Module Provider: Physics
Number of credits: 10 [5ECTS credits]
Level: H (Honours)
Terms in which taught: Spring and Summer
Module Convenor: Professor AC Wright
Pre-requisites: PH3703
Co-requisites:
Modules excluded:
Module version for: 2008/9

Email: a.c.wright@reading.ac.uk

Aims:
To provide students with an understanding of molecules observed from the microwave to the x-ray region in terms of solutions to the various energy eigenvalue equations involved and the appropriate selection rules.

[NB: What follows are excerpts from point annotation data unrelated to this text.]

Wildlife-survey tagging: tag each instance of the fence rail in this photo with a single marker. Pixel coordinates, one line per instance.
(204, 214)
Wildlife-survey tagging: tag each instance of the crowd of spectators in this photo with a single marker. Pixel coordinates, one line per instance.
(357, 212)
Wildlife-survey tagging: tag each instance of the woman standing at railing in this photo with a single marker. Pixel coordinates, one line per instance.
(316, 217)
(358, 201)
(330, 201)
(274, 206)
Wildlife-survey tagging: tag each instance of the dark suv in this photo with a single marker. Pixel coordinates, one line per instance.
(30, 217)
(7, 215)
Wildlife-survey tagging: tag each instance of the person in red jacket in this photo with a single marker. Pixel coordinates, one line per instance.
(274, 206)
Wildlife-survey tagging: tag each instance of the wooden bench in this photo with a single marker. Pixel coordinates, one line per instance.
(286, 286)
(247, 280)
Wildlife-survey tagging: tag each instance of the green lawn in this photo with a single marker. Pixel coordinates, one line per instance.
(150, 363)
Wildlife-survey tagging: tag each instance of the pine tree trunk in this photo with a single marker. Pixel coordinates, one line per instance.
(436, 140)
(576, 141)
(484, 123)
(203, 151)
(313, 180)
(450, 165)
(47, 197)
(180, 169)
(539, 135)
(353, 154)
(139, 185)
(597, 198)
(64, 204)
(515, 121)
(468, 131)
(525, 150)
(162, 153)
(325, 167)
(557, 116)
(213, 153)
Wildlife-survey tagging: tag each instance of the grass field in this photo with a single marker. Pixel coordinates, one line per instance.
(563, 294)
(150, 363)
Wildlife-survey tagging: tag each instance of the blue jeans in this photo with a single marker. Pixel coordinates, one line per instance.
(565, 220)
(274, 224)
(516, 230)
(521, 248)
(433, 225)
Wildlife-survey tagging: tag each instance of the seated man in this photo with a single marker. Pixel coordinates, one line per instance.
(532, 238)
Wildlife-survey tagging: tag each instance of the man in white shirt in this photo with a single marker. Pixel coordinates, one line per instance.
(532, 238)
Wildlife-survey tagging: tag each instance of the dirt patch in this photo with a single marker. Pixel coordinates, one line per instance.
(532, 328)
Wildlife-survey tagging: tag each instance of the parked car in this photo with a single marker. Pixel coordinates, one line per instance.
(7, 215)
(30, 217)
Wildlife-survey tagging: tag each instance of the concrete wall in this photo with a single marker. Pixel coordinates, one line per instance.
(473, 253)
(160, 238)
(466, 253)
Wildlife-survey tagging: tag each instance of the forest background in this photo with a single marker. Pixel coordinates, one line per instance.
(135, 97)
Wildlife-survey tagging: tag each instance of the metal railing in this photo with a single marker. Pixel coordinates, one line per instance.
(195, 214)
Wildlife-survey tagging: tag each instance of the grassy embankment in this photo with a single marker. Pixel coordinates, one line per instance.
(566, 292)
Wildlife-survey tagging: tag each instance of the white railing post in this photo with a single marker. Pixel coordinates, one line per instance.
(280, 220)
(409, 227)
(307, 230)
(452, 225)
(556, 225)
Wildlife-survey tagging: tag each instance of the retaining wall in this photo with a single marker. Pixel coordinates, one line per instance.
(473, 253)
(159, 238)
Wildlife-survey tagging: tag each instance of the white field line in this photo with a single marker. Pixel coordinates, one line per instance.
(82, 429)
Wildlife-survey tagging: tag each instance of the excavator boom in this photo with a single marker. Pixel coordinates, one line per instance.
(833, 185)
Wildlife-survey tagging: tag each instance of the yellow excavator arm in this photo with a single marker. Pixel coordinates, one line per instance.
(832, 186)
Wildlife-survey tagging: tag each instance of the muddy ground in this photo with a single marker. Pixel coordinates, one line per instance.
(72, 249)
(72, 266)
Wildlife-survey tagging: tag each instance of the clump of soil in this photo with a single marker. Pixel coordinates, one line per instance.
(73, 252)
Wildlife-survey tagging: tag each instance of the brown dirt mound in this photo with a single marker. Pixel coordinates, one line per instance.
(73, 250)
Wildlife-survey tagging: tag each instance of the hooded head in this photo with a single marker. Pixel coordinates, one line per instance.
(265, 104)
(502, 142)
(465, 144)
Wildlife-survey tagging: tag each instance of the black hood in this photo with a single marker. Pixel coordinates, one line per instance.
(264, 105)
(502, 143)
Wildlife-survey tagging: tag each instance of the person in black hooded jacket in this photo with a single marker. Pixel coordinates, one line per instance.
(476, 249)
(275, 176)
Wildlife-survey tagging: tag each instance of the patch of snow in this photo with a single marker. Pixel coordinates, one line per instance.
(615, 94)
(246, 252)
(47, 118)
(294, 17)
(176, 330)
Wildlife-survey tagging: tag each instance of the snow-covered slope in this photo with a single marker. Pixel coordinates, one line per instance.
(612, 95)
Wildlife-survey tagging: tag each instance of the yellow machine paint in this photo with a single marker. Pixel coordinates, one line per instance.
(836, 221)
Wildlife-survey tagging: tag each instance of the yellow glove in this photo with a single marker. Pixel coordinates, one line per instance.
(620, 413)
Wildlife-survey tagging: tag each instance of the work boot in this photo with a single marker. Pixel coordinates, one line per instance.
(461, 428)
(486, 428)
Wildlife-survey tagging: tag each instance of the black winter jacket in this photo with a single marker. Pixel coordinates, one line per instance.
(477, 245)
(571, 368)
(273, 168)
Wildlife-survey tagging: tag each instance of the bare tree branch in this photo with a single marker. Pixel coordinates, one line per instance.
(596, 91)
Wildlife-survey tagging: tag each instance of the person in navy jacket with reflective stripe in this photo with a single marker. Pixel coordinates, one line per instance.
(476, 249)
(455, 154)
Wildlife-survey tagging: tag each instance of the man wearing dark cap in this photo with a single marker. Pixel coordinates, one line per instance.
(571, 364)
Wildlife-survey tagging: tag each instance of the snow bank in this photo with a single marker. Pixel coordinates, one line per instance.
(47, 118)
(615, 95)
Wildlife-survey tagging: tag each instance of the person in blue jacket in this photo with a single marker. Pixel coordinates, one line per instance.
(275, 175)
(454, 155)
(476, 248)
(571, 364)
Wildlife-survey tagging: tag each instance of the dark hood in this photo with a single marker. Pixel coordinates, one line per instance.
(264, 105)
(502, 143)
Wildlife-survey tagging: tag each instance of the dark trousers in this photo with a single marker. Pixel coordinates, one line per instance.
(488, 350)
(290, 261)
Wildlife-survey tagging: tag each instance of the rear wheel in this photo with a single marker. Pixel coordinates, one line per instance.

Assessable learning outcomes:
After the unit, the student should be able to:

  • Sketch the vibrational and rotational spectra of a diatomic molecule and explain it in terms of the appropriate energy level diagram and selection rules.
  • Derive a value of the internuclear separation.
  • Derive a value for an isotopic shift in the rotational and vibrational spectrum.
  • Explain the absorption spectrum of a diatomic molecule such as I2 in the visible region in terms of the Franck-Condon principle.
  • Explain, in general terms, the basis of selection rules in atomic and molecular spectra.
  • Discuss the Central Field Approximation and its relevance to atomic spectroscopy.
  • Explain the difference between the normal and anomalous Zeeman effect and calculate the splitting observed in specific situations.
  • Explain the difference between L-S and j-j coupling and the underlying physics behind the Landé interval rule and Hund's rule.
  • Draw an appropriately labelled energy level diagram for helium and explain its appearance in terms of the Central Field Approximation and the indistinguishability of electrons.
  • Explain the Lamb shift experiment in hydrogen.
  • Explain the existence of hyperfine structure in hydrogen and sodium.
  • Explain the Rabi atomic beam experiment and determine the gI-value for a nucleus such as fluorine.

    Additional outcomes:

    Outline content:
    The module covers the physical properties of simple molecules and introduces topics relating to electron-electron and electron-nucleus interactions in atoms.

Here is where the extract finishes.